EU punishes Turkey for Cyprus drilling
BRUSSELS - European Union decisions to curb contacts and funding for Turkey will not affect Ankara's determination to drill for gas and oil off Cyprus and Turkey planned to send a fourth ship to the area, the foreign ministry said on Tuesday.
Turkey has told energy firms not to work with the Cypriot government and sent ships to drill off the island, divided since a Turkish invasion in 1974 triggered by a Greek-inspired coup.
EU foreign ministers on Monday suspended negotiations on the Comprehensive Air Transport Agreement and agreed not to hold the Association Council and further meetings of the EU-Turkey high-level dialogues for the time being.
It also endorsed a proposal to cut 145.8 million euros ($164 million) in pre-accession assistance to Turkey for 2020 and invited the European Investment Bank to review its lending activities in Turkey, notably with regard to sovereign-backed lending.
"The decisions will not affect in the slightest our country's determination to continue hydrocarbon activities in the Eastern Mediterranean," the Turkish Foreign Ministry said.
The EU's failure to mention Turkish Cypriots in its decisions "showed how biased and partisan the EU is on the subject of Cyprus," the ministry said in a statement.
The dispute stems from overlapping claims to regional waters by Turkey and Cyprus, linked to the 45-year-old split of the island between Greek and Turkish Cypriots, and Ankara's rejection of agreements Cyprus has reached with other Mediterranean states on maritime economic zones.
Old dispute, new tension
Nicosia also rejected an offer by the breakaway, Turkish-occupied north for talks on sharing gas reserves, calling it a thinly-disguised attempt to divert attention away from the need to resume peace talks for a comprehensive settlement to the islands' division.
"Mr Akinci's proposal seeks to deflect away from the real issue, which is how to solve the Cyprus problem," said Cypriot government official Vassilis Palmas, referring to Turkish Cypriot leader Mustafa Akinci.
The EU last month warned Turkey it could face sanctions if it did not cease what the bloc called "illegal" drilling in Cyprus's exclusive economic zone.

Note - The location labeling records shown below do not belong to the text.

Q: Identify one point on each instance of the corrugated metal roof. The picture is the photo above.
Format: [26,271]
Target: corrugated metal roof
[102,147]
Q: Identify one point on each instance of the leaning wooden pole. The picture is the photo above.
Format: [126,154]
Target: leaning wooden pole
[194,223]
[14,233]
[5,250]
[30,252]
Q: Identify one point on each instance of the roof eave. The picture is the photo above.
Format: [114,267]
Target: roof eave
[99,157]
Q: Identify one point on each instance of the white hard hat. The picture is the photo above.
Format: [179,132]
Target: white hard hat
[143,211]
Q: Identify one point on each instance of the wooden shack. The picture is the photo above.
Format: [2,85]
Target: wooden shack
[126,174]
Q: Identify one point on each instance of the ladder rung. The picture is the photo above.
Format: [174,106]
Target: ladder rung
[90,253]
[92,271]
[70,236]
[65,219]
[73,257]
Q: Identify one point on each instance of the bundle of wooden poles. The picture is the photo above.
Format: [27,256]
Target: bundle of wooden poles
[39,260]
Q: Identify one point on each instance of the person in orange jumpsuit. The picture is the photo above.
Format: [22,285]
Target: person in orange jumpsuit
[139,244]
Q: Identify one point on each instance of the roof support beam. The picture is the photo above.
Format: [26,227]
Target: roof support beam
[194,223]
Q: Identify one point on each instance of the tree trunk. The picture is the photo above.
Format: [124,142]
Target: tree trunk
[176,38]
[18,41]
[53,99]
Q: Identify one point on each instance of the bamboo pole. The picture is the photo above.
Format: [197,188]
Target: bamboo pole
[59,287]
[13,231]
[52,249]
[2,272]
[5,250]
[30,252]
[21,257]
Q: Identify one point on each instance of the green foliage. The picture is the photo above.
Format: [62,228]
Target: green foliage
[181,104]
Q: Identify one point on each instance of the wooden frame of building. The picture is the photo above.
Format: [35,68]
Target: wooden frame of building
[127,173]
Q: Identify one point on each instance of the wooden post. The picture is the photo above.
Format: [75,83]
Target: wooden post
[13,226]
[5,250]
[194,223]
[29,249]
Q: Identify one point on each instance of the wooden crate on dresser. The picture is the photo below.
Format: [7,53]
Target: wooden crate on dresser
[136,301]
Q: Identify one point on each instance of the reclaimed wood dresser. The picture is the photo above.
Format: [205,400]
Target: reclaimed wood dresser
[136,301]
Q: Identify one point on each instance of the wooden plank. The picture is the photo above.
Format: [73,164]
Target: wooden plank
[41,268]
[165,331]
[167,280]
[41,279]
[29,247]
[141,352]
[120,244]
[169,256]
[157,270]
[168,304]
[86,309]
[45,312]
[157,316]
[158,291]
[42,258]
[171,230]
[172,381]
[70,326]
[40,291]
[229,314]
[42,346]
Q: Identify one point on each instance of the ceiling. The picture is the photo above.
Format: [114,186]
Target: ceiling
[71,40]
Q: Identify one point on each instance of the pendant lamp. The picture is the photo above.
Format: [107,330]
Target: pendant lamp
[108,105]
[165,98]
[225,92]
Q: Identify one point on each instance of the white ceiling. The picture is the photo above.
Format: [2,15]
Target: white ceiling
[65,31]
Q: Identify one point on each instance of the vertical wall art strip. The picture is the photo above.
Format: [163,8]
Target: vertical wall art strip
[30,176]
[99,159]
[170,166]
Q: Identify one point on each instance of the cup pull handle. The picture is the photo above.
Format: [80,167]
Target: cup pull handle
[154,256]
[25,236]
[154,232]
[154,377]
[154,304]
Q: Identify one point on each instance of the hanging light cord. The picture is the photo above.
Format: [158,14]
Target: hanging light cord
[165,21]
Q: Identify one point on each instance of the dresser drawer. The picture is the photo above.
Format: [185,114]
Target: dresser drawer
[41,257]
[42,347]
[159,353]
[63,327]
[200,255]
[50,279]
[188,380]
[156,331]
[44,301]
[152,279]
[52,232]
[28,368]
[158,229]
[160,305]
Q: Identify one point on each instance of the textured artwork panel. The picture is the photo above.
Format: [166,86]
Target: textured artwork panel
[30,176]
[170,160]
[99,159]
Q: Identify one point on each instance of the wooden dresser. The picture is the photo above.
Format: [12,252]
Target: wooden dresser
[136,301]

Last week, diplomats began discussing what measures to impose.
Discovery of hydrocarbons has added a new twist to one of the oldest conflicts on the United Nations agenda, spanning more than half a century.
Cyprus has been divided between the Republic of Cyprus and a northern third under Turkish military control since 1974 when Turkey invaded in response to a coup by a Greek military junta.
The tensions over gas drilling are also likely related to the collapse of peace talks in 2017, experts say. While negotiations to reunify the island have not restarted, Cyprus has moved to start gas and oil exploration by issuing licences.
Turkey has no diplomatic relations with the internationally recognised Cypriot government and is the only country which recognises the breakaway state in the north which calls itself the 'Turkish Republic of Northern Cyprus'.
Cyprus says Turkey's drilling operations are contrary to international law and that decisions on hydrocarbons are its sovereign right.
Turkish Foreign Minister Mevlut Cavusoglu dismissed the EU steps, telling a news conference in Skopje: "There is no need to take it very seriously. These are simple things. These aren't things that will impact us."
He said that Turkey will continue drilling if the Cypriot government does not accept the Turkish Cypriot cooperation proposal.
"We have three ships there, God willing we will send a fourth ship to the eastern Mediterranean as soon as possible. Let them understand that they cannot deal with Turkey with such methods," he added.
The Turkish ship Fatih started drilling off western Cyprus in May. A second drilling ship, Yavuz, arrived off the northeastern coast this month.
Turkish seismic research vessel Barbaros Hayrettin Pasa is currently south of Cyprus, while the fourth ship will also be a seismic research vessel called Oruc Reis, Turkey's energy minister said.
An EU diplomat told Reuters Ankara could lose some 150 million of 400 million euros the bloc had earmarked for 2020 for everything from political reforms to agriculture projects to help Turkey prepare for eventual EU membership.
The EU had been due to give Turkey 4.45 billion euros between 2014 and 2020, but it cut and suspended some funding last year. It has frozen membership talks and negotiations on upgrading its customs union with Turkey, accusing President Tayyip Erdogan of grave violations of human rights.